Then she said, ‘Thinking about it, let’s not do this swearing thing right now. It’s late. Or early. Romeo. I love to see you. Honestly. But… it’s as if we’re trapped in something that moves too quickly. Like an hourglass where the sand doesn’t trickle as it should. Just runs and runs.’
He took her in his arms again. ‘Let it.’
‘But sands run out. And lives with them.’
The bed. The sheets. The thought of her… ‘I am so full of passion for you. Without a touch, another kiss, they may as well run out right now. If–’
She reached up. Her lips touched his. Her hands found his back. While his worked beneath the delicate nightgown and touched the soft warm skin there. It was as if a wasp had stung her. She retreated, eyes down.
‘Too soon for that.’
‘One more poem,’ he promised. ‘Just one.’
This rhyme had followed him ever since he’d slipped from her in the garden below.
‘Just one,’ she agreed.
He waited a moment and thought to himself: if all my life depends upon these few words then say them well and truthfully.

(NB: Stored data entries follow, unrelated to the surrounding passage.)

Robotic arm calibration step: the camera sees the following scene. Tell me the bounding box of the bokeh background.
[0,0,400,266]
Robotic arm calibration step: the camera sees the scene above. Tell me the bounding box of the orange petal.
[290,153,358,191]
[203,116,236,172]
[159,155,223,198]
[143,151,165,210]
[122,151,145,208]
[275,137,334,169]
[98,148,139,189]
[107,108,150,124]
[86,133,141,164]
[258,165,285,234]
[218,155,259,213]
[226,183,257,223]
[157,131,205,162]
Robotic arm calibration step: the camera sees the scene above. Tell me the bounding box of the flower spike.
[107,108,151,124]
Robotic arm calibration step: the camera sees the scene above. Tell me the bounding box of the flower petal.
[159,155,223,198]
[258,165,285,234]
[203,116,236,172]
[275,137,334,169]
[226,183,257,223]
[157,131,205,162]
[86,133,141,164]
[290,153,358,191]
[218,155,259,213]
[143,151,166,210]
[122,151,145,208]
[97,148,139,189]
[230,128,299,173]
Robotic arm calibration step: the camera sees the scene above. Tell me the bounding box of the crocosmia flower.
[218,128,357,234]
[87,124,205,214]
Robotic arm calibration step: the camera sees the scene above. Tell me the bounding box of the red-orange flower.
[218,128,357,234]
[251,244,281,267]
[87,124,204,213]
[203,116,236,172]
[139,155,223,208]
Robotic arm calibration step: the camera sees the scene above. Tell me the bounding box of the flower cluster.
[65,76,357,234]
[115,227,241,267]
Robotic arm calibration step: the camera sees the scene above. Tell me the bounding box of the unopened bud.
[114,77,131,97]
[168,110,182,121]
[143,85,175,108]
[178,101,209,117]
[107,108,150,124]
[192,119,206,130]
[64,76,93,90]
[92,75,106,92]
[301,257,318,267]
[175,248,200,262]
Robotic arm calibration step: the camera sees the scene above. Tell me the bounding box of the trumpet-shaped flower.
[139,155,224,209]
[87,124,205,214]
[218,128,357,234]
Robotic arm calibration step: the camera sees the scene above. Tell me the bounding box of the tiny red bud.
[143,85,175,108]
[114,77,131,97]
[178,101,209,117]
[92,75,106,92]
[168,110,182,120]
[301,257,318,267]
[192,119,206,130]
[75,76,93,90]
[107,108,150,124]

‘My mistress’ eyes are nothing like the sun
Coral is far more red than her lips’ red.
I have seen roses damask’d, red and white,
But no such roses see I in her cheeks–’
She tapped his arm and stopped him. ‘Red coral wards off the evil eye, Nurse says. Not that she ever tells me what the evil eye truly is. Do you–?’
‘And in some perfumes is there more delight
Than in the breath that from my mistress reeks.’
Another tap. ‘Are you saying my breath smells?’
‘No! Only of you? May I finish?’
‘If there are no more insults.’
‘There were none before…’ He coughed and fought to concentrate. On this final passage depended everything.
‘I love to hear her speak, yet well I know
That music has a far more pleasing sound;
I grant I never saw a goddess go;
My mistress, when she walks, treads on the ground:
And yet, by heaven, I think my love as rare
As any she belied with false compare.’
She waited to make sure he’d finished.
His hand rose to her face. He took a strand of her hair in his fingers, looked at it, at her, in wonder. ‘I think my love as rare–’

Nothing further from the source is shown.